But also, you have to learn to code in Rust, which even people who already know C++ seem to find very difficult, for a number of reasons including major lack of support by a standard library (such as C++ itself has in its STL), which in Rust is still fairly primitive iirc, forcing the user to build every tiny little thing from scratch, or use less well-written and tested code, possibly so poor as to negate the advantages of having chosen Rust over some other, more commonly useful language like C++.
And then you'd be doing all of that entirely on your own, and maintaining it in perpetuity. Don't get me wrong, several people have done exactly that (Admiral Patrick, developer of the Tesseract front-end, comes to mind).
But all of that seems like it would be even slower, compared to PieFed releasing new features practically weekly? And also it is Python, which is a much easier language. And also you could work along with others, fixing bugs in your code that you did not spot, and vice versa. I'm not seeing the advantages there to what you are proposing: I mean yes obviously there are "advantages", but relatively speaking I mean, they seem much smaller than if someone put the same amount of effort towards improving PieFed, which would then be shared and maintained world-wide even if you got sick or busy irl or something?

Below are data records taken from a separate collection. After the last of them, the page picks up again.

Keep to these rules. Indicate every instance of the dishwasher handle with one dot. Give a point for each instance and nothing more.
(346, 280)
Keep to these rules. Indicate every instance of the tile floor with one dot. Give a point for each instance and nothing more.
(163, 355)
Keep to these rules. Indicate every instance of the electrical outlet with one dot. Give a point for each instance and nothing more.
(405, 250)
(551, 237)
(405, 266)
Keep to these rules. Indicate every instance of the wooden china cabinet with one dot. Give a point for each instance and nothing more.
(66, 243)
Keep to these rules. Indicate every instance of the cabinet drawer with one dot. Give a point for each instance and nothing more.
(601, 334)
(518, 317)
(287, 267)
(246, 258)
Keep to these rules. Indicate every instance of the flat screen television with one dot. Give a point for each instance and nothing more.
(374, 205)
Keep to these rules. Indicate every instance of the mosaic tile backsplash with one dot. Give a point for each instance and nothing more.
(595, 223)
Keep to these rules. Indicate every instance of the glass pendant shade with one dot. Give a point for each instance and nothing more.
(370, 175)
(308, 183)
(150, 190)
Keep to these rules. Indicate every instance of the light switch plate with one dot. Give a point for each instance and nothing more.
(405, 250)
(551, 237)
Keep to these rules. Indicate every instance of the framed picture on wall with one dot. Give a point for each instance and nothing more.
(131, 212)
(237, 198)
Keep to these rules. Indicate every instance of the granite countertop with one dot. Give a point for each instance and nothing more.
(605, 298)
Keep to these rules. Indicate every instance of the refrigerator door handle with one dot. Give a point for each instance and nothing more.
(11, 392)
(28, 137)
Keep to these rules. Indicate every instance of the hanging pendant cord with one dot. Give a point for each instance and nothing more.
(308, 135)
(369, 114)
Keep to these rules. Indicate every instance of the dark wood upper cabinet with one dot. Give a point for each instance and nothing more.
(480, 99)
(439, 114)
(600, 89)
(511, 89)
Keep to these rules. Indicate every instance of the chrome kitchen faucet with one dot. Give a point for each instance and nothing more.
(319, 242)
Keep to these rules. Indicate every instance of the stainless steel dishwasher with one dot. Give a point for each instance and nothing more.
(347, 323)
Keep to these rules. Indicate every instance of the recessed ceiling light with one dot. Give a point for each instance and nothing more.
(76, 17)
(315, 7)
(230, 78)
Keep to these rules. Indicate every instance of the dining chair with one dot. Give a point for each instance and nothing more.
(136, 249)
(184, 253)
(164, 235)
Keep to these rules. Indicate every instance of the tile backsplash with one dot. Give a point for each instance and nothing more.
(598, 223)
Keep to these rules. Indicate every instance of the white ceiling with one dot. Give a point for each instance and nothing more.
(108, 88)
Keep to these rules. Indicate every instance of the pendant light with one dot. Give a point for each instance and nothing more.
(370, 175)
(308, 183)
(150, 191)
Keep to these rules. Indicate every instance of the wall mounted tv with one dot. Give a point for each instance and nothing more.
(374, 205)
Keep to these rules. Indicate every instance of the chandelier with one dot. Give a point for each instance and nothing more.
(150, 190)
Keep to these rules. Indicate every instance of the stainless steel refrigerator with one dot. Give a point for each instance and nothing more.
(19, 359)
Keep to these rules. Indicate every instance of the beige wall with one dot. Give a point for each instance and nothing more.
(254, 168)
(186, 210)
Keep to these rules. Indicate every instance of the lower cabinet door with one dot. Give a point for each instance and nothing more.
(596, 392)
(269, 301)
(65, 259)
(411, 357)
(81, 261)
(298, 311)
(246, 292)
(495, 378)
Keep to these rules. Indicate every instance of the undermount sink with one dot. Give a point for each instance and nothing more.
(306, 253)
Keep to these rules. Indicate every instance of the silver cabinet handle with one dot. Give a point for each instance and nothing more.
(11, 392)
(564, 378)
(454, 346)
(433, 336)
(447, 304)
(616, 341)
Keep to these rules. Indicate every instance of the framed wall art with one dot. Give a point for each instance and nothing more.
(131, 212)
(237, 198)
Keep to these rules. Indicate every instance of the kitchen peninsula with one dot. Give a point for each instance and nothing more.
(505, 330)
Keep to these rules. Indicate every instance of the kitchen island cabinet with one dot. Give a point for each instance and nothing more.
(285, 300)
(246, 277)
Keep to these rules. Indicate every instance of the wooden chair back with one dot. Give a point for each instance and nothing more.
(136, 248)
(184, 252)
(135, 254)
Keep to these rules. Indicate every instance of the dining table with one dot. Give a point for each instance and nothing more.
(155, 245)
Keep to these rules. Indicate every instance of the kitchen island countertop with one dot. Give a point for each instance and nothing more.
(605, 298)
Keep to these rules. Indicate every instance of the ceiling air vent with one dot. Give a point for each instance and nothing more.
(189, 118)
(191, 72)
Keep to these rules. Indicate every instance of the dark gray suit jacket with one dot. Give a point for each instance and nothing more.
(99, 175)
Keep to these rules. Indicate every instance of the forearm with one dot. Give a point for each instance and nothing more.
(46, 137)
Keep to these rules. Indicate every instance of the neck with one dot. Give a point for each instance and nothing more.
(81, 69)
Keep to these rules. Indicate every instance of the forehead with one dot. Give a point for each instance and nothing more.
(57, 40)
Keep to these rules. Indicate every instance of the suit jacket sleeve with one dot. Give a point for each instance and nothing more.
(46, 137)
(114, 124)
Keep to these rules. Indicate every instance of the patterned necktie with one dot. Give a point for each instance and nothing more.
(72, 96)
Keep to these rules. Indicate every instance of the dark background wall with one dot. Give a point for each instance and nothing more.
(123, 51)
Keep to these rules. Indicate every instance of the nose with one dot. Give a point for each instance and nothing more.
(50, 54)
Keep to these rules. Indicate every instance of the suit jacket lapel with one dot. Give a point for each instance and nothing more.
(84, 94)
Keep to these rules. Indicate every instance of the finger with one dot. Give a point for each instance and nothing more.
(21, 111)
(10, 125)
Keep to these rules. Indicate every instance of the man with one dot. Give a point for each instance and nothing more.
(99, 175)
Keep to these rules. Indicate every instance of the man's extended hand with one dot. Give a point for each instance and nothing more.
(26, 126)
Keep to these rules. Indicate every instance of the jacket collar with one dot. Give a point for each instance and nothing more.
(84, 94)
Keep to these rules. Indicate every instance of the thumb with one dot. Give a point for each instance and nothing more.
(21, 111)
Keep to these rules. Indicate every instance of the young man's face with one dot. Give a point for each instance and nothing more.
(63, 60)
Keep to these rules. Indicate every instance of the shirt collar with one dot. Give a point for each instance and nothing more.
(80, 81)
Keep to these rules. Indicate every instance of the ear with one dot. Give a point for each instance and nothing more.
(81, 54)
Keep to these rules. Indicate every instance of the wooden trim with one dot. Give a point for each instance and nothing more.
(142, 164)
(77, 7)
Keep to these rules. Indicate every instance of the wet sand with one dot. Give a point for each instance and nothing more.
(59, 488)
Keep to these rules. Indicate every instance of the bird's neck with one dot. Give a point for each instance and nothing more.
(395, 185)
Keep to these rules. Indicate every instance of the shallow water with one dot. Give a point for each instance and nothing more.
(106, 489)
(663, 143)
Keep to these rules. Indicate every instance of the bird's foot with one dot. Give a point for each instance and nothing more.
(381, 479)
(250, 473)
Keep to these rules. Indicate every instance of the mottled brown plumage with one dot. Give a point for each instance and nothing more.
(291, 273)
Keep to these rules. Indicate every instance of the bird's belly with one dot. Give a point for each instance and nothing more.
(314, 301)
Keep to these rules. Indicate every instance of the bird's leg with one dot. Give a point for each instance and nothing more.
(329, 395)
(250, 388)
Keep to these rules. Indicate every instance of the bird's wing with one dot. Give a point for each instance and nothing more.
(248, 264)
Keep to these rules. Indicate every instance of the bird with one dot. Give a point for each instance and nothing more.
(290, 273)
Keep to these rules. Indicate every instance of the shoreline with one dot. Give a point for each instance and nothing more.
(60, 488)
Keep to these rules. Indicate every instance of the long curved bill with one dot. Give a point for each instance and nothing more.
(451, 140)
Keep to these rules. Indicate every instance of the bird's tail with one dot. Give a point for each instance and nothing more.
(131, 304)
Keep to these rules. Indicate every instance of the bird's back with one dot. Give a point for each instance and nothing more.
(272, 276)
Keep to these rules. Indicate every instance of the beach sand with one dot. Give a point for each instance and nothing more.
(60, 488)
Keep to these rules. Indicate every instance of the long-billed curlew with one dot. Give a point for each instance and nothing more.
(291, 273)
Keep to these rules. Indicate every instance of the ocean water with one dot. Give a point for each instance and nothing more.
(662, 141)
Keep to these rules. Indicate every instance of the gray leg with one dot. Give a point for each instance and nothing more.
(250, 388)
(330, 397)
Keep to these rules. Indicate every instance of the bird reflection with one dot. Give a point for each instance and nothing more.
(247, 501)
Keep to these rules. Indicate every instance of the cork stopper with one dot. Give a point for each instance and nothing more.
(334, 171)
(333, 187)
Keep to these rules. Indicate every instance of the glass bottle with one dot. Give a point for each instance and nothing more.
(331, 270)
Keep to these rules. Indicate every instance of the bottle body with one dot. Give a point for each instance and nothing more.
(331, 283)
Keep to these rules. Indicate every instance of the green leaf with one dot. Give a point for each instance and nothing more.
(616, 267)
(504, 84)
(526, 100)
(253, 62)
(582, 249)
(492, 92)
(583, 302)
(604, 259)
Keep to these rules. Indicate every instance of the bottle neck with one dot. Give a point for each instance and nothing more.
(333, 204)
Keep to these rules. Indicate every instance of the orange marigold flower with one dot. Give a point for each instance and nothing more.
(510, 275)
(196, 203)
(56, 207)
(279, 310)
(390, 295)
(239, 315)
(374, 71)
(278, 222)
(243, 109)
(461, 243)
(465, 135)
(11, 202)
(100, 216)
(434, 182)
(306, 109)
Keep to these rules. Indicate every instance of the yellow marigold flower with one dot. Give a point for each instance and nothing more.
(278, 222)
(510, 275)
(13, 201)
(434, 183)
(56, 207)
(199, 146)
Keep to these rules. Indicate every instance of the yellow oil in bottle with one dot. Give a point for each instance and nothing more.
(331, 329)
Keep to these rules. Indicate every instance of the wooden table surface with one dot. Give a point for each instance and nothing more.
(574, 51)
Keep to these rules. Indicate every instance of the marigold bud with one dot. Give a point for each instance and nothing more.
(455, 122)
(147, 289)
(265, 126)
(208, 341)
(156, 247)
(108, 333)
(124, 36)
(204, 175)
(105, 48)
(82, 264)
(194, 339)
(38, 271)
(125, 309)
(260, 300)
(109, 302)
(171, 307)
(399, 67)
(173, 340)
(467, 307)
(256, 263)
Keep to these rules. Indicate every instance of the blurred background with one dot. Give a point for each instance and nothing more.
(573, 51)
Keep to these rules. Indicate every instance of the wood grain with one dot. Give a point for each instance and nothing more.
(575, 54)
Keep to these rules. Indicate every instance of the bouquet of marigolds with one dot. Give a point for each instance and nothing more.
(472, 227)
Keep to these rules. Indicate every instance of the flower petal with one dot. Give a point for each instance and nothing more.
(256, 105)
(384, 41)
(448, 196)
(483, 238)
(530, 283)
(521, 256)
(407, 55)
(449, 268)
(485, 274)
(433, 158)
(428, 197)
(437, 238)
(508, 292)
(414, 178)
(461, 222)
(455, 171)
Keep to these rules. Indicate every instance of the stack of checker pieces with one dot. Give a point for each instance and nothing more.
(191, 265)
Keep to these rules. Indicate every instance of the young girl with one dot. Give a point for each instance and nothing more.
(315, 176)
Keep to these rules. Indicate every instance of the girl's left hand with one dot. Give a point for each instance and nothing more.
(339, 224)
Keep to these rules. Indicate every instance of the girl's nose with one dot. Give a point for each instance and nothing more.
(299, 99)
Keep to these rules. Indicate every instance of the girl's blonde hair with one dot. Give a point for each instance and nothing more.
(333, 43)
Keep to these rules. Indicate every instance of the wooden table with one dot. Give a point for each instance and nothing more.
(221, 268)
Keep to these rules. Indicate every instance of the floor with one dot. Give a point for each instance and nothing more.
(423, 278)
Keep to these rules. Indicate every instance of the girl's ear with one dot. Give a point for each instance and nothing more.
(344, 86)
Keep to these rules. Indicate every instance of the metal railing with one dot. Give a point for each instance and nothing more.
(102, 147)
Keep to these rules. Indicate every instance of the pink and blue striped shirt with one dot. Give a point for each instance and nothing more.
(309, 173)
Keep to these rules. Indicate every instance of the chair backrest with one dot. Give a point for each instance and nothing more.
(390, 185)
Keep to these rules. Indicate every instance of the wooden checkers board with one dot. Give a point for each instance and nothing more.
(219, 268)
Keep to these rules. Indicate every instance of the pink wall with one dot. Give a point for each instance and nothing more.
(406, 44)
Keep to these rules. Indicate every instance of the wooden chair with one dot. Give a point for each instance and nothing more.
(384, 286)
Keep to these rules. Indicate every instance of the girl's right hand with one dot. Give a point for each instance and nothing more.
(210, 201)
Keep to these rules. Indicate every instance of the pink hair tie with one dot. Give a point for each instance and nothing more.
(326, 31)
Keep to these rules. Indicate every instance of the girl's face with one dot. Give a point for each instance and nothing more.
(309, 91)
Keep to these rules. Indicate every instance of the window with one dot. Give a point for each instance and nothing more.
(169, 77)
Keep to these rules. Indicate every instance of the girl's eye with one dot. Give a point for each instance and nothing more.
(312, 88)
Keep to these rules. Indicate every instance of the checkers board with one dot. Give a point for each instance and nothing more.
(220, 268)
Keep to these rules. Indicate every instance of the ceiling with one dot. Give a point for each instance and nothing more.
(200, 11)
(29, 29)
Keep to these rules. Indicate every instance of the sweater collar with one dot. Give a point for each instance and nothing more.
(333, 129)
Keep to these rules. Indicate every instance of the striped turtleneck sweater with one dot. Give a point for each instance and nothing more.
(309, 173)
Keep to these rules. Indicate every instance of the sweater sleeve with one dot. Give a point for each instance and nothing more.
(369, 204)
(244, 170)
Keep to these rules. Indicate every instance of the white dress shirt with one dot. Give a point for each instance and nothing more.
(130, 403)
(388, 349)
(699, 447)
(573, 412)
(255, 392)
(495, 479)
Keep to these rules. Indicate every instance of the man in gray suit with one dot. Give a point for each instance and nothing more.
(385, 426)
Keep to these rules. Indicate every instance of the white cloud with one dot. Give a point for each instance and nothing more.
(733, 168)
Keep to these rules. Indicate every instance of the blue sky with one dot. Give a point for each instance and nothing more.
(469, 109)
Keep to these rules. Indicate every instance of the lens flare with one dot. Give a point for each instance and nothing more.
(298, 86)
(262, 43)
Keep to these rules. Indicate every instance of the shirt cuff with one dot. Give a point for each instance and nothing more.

And even if you were right, that doing this with Lemmy would work out well, for how much longer would that remain true - six months? - before PieFed absolutely blows the set of features that Lemmy uses out of the water? Imagine social media that is actually fun to use, and where the computer automates the most common tasks so as to not require menial labor every hour of the day, as Lemmy does (I am speaking of the requirement for manual moderation efforts)? That much has already come to pass, to various degrees, in many ways on PieFed. e.g. in Lemmy you could search for every cross-posting across all instances wherever you can find them, then click on each one, and read through the comments, making sure to get the version of the community that is accessible from the instance you are on rather than follow a link taking you to a different one... but why do all that work, when PieFed provides it ready-made, instantly upon loading the post?
Starting with PieFed is starting ahead of Lemmy, in most ways (not all though: Lemmy's search functionality is still way better, and reportedly about to get even better still by allowing limiting of search terms specifically to post titles separately from message contents).